Client-Driven Harm Reduction Goal-Setting Among Individuals Experiencing Homelessness and Alcohol Use Disorder  
Presenters
  • Madeline Claire Kramer, Senior, Public Health-Global Health UW Honors Program
  • Aaron Brah, Recent Graduate, Psychology , Seattle University
  • Fatma Alkhamees, Junior, Psychology
  • Griffin R Leemon,
Mentors
  • Susan E. Collins, Psychiatry & Behavioral Sciences, Harborview Medical Center
  • Seema Clifasefi, Psychiatry & Behavioral Sciences, University of Washington-Harborview Medical Center
  • Emily Taylor, Psychiatry & Behavioral Sciences
Session
    Session T-8C: Psychology, Psychiatry & Behavioral Sciences
  • 3:30 PM to 4:15 PM

  • Other students mentored by Seema Clifasefi (1)

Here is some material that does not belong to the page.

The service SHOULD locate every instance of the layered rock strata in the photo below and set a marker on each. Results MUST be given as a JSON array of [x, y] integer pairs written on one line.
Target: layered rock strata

Client-Driven Harm Reduction Goal-Setting Among Individuals Experiencing Homelessness and Alcohol Use Disorder  close

For many years, the primary mode of treatment for people experiencing alcohol use disorder (AUD) has been abstinence-based treatment. Research has indicated, however, that abstinence-based treatment does not optimally engage or treat more severely affected populations, such as people experiencing AUD and homelessness. Instead, harm-reduction treatment approaches are more desirable for this population and can serve as an effective treatment alternative for people experiencing AUD and homelessness. Harm-reduction treatment entails a set of compassionate and pragmatic strategies to emphasize client autonomy, mitigate substance-related harm, and promote quality of life (QoL) without the need for abstinence or use-reduction. Specific components include assessment and tracking of harm-reduction metrics, harm-reduction goal-setting, and implementation of safer-use strategies. This secondary study (N = 213) served to qualitatively and quantitatively explore harm-reduction goals generated by participants in a larger, 4-arm randomized control trial of harm-reduction treatment for people experiencing homelessness and AUD. The three treatment groups included in this secondary study received: a) harm-reduction counseling only, b) harm-reduction counseling + medication assisted treatment (i.e., extended-release naltrexone), and c) harm-reduction counseling + placebo. Participant goals were recorded using the Safer Drinking and Harm Reduction Efforts (SHaRE) scale at baseline assessments and weeks 4, 8, and 12. Qualitative analyses will be conducted to determine the kinds of goals participants generated throughout the 12-week treatment period. Additional descriptive, quantitative analyses will establish quantity of participant goals set at each time point. Finally, inferential statistics will be used to test harm-reduction goals as correlates of alcohol outcomes across the 12-week treatment period. It is expected that a) the combined pharmacotherapy group will generate, progress toward, and achieve more goals than other study conditions; and b) quality-of-life goals will be more strongly associated with reduced alcohol-related harm than drinking-related goals.